Below, you see 4 generations of Monahans (Robert, Robert, Robert and Sam) who all believe Dominick's Famous Hot Dog truck in Queens, NY makes the best hot dogs on earth. My father remembers visiting the truck with his father, and I remember visiting it with my father as a young boy. My son will always remember visiting with me as well. Compared to every other hot dog I have ever eaten, Dominick's really holds its own as a standout competitor. Fond memories of bonding and sharing an experience together with people I love introduces some serious bias though. Also, how many hot dogs have I eaten and from how many places? Compared to the available pool of options worldwide, not that many.
This short and simple example raises some serious questions about cause and effect scenarios in education settings. What the learner comes to the table with (prior knowledge, misconceptions, bias, logical fallacies) mixed with the same things brought to the table by the teacher, or facilitator, yields some very interesting end-products. I think the facilitation aspect of being an educator and taking kids on a learning journey should have a little to do with the amount of content they absorb and a lot to do with the development of certain cognitive skills and processes that allow them to identify, process, analyze and apply the most important elements of the content in various contexts. In short, helping them learn to not only think for themselves, but to think powerfully and to take control of their own learning. Now more than ever before, content is raining down on kids all the time, and that is why I continue to research and practice ways to create and adapt processing systems and behaviors that help kids to thrive and grow instead of them just getting wet all the time.
Hello, my name is Rob, and I'm a daydreamer.
Afterword
I recently watched In & Of Itself on Hulu and found it to be a profoundly connected expressive artistic representation of the theme of this article (which was written before I had seen the show).

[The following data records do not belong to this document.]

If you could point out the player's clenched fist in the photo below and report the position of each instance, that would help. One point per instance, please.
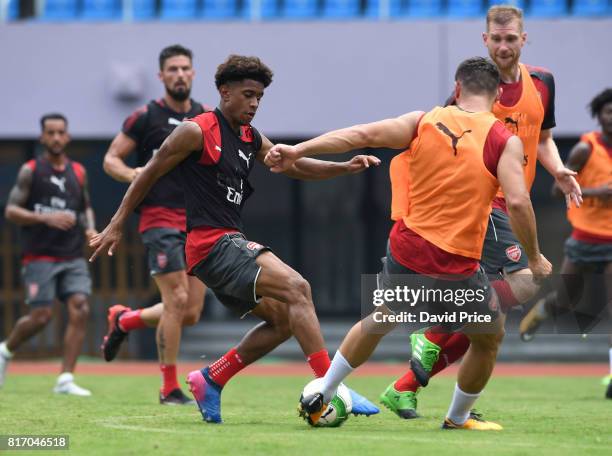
(107, 239)
(281, 157)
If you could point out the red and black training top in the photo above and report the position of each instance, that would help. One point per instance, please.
(54, 190)
(216, 178)
(149, 126)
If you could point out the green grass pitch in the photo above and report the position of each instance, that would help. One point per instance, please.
(541, 415)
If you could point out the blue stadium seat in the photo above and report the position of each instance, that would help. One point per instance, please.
(517, 3)
(424, 8)
(219, 9)
(102, 10)
(341, 9)
(269, 9)
(592, 7)
(300, 9)
(59, 10)
(548, 8)
(13, 11)
(179, 10)
(464, 8)
(392, 8)
(143, 10)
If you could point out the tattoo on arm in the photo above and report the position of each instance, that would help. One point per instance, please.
(88, 218)
(21, 191)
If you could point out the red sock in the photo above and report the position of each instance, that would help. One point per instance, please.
(438, 335)
(507, 300)
(225, 367)
(169, 379)
(319, 362)
(131, 320)
(455, 348)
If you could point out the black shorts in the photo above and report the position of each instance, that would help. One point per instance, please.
(471, 294)
(46, 280)
(231, 272)
(502, 252)
(165, 250)
(584, 254)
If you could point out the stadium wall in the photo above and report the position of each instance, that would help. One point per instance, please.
(328, 74)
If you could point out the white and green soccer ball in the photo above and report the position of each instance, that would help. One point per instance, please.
(339, 407)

Here is a breakdown by Casey Cipriani in a Bustle.com article (which I'm using because I am still trying to process what I experienced and witnessed after having watched the show!):
Created by Derek DelGaudio and directed by Frank Oz, In & Of Itself premiered in Los Angeles in 2016 before making its way to an intimate off-Broadway theater in New York City. Once there, the show sold out all 150 seats night after night, and became an off-Broadway phenomenon, running for 72 weeks, 560 performances, and grossing $7 million. DelGaudio details that in the creation of In & Of Itself he, "wanted to explore the illusory nature of identity; how we rely on labels and definitions to identify one another; and how, paradoxically and inevitably, those labels obscure who we really are.
If you get a chance, I highly recommend watching and digesting In & Of Itself.